CaseyL, that is basically the problem in a nutshell. How to give good people the privacy to do good things, without letting the bad folks go hog wild. On the other hand, if there weren't already a "freedom of religion" clause in the Constitution and I were suggesting putting one in, someone could have raised the same objection you did about cultists, etc. -- yet somehow we have muddled through anyway!

"We already have the right to privacy.
We don't need an amendment.

That is the way I see it.  Some sort of broad and general declaration on the subject added to the constitution at this point would give cart blanc to U.S. Supreme Court to toss out all the existing cases regarding privacy --  based as they were on legal reasoning whose weakness was recognized by the need to pass such an amendment.

Then our current court should start from scratch (without a lot of pesky precedents to constrain it) and come up with a whole new body of Post-28th-Amendmet doctrine on the scope of privacy.  It would be madness to invite this.  The only answer is to elect law makers and presidents who respect privacy and make them appoint judges who do too.

ok, maybe you folks are convincing me -- we already have a right to privacy... so, in 200 words or less, what is it??

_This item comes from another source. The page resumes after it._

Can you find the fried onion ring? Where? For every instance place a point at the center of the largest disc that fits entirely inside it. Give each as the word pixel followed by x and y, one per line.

I'm not an expert on the legal side of privacy rights, but I do feel strongly about genetic discrimination.

I've felt that a protection against genetic discrimination would get wide public support, and could easily encompass gender, race (maybe age in a stretch) as well as the primary application toward protection from abuse by insurance companies.

There have been preliminary efforts toward protecting against genetic discrimination in the Senate but they've stalled there.

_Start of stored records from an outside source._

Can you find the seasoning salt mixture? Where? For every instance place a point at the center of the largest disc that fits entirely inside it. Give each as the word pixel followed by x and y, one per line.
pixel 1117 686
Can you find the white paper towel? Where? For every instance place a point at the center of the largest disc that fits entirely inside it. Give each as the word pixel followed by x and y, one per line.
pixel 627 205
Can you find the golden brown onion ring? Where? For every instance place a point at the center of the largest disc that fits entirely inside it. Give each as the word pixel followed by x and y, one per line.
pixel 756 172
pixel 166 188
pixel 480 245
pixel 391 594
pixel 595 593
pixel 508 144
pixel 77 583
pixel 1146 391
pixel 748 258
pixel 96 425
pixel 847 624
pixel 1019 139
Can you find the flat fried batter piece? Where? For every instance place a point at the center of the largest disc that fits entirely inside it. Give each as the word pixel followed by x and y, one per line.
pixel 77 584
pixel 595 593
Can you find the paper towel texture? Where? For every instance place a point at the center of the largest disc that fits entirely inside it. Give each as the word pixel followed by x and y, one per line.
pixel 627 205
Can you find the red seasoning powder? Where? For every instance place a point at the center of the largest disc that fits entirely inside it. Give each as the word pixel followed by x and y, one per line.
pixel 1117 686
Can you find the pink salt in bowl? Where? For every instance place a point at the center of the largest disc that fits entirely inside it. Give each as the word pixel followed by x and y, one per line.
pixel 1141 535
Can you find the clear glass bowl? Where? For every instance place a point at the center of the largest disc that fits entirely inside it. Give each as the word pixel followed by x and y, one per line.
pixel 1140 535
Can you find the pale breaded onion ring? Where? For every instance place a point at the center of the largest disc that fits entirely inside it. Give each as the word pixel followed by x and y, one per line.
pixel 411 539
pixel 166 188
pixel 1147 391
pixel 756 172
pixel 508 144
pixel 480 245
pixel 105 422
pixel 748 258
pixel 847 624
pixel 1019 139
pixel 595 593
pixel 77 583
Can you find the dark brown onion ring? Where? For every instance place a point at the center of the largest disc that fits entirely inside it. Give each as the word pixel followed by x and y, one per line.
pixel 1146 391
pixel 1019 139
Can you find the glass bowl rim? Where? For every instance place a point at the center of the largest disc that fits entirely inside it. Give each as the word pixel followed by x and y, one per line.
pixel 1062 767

I guess I'll add that medical privacy would also be a broadly popular issue with the public as part of a privacy amendment.

Florida passed a privacy rights constitutional amendment in 1980 by a large majority. It provides: Section 23. Right of privacy. - Every natural person has the right to be let alone and free from government intrusion into his private life except as otherwise provided herein. This section shall not be construed to limit the public's right of access to public records and meetings as provided by law.

In 2004, an initiative passed by a large majority allowing the legislature to require parental notification of abortion.

chad, thanks for that -- very helpful. I will include it in my reading when I look into how CA handles it. Just wanted to let you know I saw your comment & appreciate it.

I still think that the very process of getting a privacy amendment into the constitution will weaken the privacy rights we already have, with the risk that it fails to pass.

As I understand it, our right to privacy is in the 4th amendement ("unreasonable search"). I could be wrong.

I think the abortion problem is that the ruling was based on a right to privacy - a weaker footing than if we had a constitution that defined life as beginning at birth. Therefore, if we're going to run the same gauntlet, why not do exactly that? Define when "constitutional life" begins! Abortion then becames a matter of one constitutionally protected life (the mother) vs an unconprotected one (the unviable fetus).

Finally, I think the greater social problem wrt privacy right now is that our private information so often passes through [other] private hands and is not protected from anyone - corporations and governments. There need to be better laws for this. But perhaps the constitution could be amended to define what "expectation of privacy" means.